Mountain Goats

One more post about my time in Montana–I can’t not write about this. On one of the last days of our visit, we drove along the Beartooth Pass from Montana into Wyoming, on the route that leads to Yellowstone National Park. The mountain road twisted past colossal scree slopes, crisscrossed the still visible paths of the 2005 mudslides that had destroyed sections of it.

This forbidding mountain. You can see on the left side of the photograph one of the places where one of the mudslides broke the road.

We burst above tree line to the windy tundra, where grass too gave way to alpine flowers and the vistas opened to further and still further lines of mountains. Snowfields dotted the land, and one mountain lake fed streams that tumbled downward into another lake below.

My husband taking photographs through the binoculars. Several of the photos in this blog post are by him. Thank you, Taren!

My parents-in-law had been told about a group of mountain goats onward up the road. It seemed too fortunate a thing to really happen, to see these beautiful animals, but with our eyes peeled we kept driving, and then in the distance, we saw the white shapes hovering on the tundra meadow. They vanished again as a low hill rose between us, and we pulled the car over, took the camera, and walked toward where they must be.

The greens of tundra foliage were muted, like the colors of moss and lichen, like the green was bottled away in that anemic landscape, the chlorophyl holding back from its most showy form for the cold. Snow-covered nine, ten months out of the year, the plants must be quick-growing, and these had burst into riotous flower, tiny blossoms of pale blue, brilliant periwinkle, vivid yellow, purple fringes along the ground, to do their work of life in their short seasons. The flowers hugged the earth, protecting themselves from wind, and the whole mountain was a sea of these little vibrancies, like a star-field.

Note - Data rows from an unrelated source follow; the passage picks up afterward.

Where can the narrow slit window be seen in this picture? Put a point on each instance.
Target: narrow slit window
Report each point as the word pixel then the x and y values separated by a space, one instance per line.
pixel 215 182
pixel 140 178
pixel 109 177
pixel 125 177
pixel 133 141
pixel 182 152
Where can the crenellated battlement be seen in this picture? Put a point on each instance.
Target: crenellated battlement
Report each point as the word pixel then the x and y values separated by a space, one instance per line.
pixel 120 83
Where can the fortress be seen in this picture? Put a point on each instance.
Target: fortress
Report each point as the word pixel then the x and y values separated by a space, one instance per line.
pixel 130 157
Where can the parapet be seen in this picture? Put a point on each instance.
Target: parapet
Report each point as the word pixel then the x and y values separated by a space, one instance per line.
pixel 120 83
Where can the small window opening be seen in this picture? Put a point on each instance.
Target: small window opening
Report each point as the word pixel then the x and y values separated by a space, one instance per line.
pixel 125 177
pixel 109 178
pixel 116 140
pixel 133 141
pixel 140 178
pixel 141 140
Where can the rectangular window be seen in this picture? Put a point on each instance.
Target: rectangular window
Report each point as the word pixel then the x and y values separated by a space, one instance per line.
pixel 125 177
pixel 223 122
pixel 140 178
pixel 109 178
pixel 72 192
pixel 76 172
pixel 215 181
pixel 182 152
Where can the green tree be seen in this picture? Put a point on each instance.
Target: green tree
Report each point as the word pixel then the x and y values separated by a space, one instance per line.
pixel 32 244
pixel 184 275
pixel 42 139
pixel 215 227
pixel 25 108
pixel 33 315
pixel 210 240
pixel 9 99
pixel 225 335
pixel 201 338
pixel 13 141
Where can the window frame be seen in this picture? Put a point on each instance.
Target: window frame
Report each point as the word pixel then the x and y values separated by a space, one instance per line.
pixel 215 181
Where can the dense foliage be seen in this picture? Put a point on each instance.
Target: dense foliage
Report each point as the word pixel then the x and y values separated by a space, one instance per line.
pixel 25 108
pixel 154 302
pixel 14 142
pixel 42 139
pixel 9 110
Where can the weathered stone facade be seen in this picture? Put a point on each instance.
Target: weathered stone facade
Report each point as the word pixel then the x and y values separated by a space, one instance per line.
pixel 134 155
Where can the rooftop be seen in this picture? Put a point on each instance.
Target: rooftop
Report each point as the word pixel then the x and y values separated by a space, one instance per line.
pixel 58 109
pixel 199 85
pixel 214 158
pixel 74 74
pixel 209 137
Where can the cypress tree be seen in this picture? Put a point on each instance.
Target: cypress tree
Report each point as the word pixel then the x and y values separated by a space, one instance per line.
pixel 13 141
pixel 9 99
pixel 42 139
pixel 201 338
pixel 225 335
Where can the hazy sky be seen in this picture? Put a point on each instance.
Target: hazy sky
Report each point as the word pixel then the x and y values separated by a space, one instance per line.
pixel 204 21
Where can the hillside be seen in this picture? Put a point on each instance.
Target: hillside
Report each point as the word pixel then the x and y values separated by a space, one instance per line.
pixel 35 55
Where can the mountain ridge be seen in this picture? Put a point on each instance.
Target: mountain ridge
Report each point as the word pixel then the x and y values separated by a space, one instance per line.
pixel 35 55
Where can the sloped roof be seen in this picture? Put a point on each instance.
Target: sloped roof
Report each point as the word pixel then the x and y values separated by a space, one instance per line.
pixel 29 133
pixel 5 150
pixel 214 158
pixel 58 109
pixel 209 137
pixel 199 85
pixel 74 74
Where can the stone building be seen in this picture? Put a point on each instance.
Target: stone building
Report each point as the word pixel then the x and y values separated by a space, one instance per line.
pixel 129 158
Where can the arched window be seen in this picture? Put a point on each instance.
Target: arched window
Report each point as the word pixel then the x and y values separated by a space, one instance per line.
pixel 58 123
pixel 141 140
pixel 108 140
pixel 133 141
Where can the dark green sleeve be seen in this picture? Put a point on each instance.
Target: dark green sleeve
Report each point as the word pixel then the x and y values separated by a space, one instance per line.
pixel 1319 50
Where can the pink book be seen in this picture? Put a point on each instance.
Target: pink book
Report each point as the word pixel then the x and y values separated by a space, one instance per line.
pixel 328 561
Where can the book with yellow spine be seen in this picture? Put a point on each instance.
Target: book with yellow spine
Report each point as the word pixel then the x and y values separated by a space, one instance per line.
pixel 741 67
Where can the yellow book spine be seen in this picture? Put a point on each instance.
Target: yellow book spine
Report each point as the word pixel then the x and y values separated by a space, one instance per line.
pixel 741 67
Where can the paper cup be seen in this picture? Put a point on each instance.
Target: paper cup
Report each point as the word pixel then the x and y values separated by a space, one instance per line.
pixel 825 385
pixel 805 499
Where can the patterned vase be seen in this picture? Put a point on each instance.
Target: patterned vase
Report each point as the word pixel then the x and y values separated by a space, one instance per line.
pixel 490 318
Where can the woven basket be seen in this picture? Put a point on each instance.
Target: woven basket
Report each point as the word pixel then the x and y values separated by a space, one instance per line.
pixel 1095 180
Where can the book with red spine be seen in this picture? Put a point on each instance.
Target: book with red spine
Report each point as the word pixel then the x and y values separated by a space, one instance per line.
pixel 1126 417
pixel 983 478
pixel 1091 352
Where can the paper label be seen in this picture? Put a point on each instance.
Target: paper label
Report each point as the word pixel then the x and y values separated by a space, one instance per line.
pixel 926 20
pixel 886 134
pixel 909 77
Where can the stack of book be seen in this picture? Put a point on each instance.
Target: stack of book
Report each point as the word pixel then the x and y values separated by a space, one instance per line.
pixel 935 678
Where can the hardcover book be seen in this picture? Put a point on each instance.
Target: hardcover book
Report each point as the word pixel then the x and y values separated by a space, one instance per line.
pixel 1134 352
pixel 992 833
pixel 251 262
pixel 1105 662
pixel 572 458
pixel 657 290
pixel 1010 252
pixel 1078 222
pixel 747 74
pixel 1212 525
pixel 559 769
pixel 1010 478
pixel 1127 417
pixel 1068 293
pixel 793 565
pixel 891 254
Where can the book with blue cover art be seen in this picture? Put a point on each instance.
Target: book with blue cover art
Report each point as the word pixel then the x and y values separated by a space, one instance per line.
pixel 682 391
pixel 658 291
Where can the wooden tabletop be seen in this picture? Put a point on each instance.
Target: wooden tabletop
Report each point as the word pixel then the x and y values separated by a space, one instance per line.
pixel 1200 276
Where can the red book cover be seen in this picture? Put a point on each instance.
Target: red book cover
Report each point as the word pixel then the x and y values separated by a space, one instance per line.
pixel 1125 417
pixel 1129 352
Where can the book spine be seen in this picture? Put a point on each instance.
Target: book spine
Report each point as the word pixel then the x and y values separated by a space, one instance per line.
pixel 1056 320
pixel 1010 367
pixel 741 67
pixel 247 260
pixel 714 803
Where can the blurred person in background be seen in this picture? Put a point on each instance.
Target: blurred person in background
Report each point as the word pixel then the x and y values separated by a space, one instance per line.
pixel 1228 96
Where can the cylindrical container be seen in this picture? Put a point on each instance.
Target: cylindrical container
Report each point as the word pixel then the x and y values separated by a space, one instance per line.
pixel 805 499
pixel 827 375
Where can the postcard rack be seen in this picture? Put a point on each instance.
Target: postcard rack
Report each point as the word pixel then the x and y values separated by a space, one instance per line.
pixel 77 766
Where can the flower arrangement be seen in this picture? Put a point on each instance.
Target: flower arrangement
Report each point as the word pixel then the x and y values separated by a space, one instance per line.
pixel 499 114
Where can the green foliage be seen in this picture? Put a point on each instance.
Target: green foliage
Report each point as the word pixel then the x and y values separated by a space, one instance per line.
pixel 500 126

And then we crested that small rise, and the goats appeared against a further spread of mountains. White shapes, one of them alone might have seemed a boulder. They all had bowed their heads, were taking brief steps and then eating from the meadow, silently, unconcerned with the appearance of these humans.

There were ten or twelve adults with ragged winter coats trailing behind, long horns curving briefly where they met the skull and then jutting vertically. Among them were four dollish kids, stopping frequently to lie down in the flowers and continuing to eat as they did so. After watching a few minutes, we discerned a few yearlings, with stubby horns, smaller-bodied than the adults. One adult seemed larger than all the others and stood in the front of the group, like a protector. The four of us were silent. We sat down in the grass perhaps sixty feet away. We passed a pair of binoculars back and forth.

Through the binoculars

My parents-in-law read that evening that the mountain goats are not native to this area. They were introduced to these mountains in 1956 by the state of Montana.

Although we had stopped at a good distance from the goats, as we continued to watch them, they came slowly closer to us, continuing to graze, inching forward. At their closest, they were perhaps twenty-five feet away. A group of photographers with tripods came along behind us, and then another few carfuls of tourists. Compared to a lookout we had seen earlier where tourists were avidly feeding chipmunks and marmots, people seemed respectful of these goats. Perhaps their size, or their stateliness.

Baby!

We got to watch these goats for twenty-five minutes, long enough to take our pictures, and then to put the cameras down and only observe, perceive what it was they did and a small piece of how they lived there on those wild slopes, making an occasional comment or an exclamation to one another, feeling all the time the blessing of these creatures’ visit. I felt like I had seen some spirit of the place in them.

Two days later, we flew to Wisconsin, where I am writing now. This coming Monday, we’ll get our second Covid-19 vaccine shot. We’ll have immunity soon, which will be a great reassurance.